To set up the project environment and run the analysis:

git clone https://github.com/YOUR_GITHUB_USERNAME/general-health-lifestyle-factors
cd general-health-lifestyle-factors
pip install -r requirements.txt

Repository Structure

  • README.md: Provides an overview and instructions for the project.
  • Data Cleaning.py: Contains the data cleaning and preprocessing steps.
  • Baseline Models.py: Script for developing baseline predictive models.
  • RF and Boosting.py: Implements the initial Random Forest and Gradient Boosting models.
  • RF and Boosting2.py: Second iteration of tuning for Random Forest and Gradient Boosting models.
  • RF and Boosting3.py: Final iteration for advanced tuning and evaluation of the models.
  • Paper.pdf: The comprehensive research paper detailing background, methodology, analysis, and conclusions.

Running the Code

  1. Clone this repository to your local machine.
  2. Install the required Python packages using: pip install -r requirements.txt.
  3. Execute the Python scripts in the following sequence to replicate the analysis:
    • python "Data Cleaning.py": Cleans and prepares the dataset for analysis.
    • python "Baseline Models.py": Develops and evaluates baseline predictive models.
    • python "RF and Boosting.py": Applies and evaluates the initial Random Forest and Gradient Boosting models.
    • For further tuning and evaluation of the models, run python "RF and Boosting2.py" and python "RF and Boosting3.py" as needed.

Methodology

The project employs comprehensive statistical analysis and data mining techniques such as Regression Analysis, Decision Trees, Random Forest, and Gradient Boosting to predict general health outcomes based on lifestyle factors.
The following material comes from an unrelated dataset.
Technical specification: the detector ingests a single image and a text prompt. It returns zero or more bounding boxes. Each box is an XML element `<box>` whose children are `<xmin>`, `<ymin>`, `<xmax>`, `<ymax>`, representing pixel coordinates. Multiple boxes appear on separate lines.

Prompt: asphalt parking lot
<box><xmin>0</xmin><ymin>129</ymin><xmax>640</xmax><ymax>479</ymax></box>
Detailed methodologies including data cleaning, preprocessing, and model development are extensively documented within the paper and corresponding Python scripts.

Findings

The analysis demonstrates significant correlations between lifestyle factors and self-assessed general health, emphasizing the potential of Random Forest and Gradient Boosting models in public health strategies. The tuned Gradient Boosting model, with an accuracy of 85.79%, effectively predicts general health status, underscoring the impact of lifestyle factors.

Conclusion

The findings highlight the critical role of lifestyle choices on general health and showcase the capability of machine learning models to forecast health outcomes. Insights from this study provide a solid foundation for designing health interventions aimed at enhancing general well-being.

Contributing

Contributions, suggestions, and feedback are welcome. Please feel free to fork the repository, make changes, and submit pull requests.

License

This project is released under the MIT License. Please refer to the LICENSE file for more details.

Acknowledgments

  • Georgia Institute of Technology for providing the educational platform.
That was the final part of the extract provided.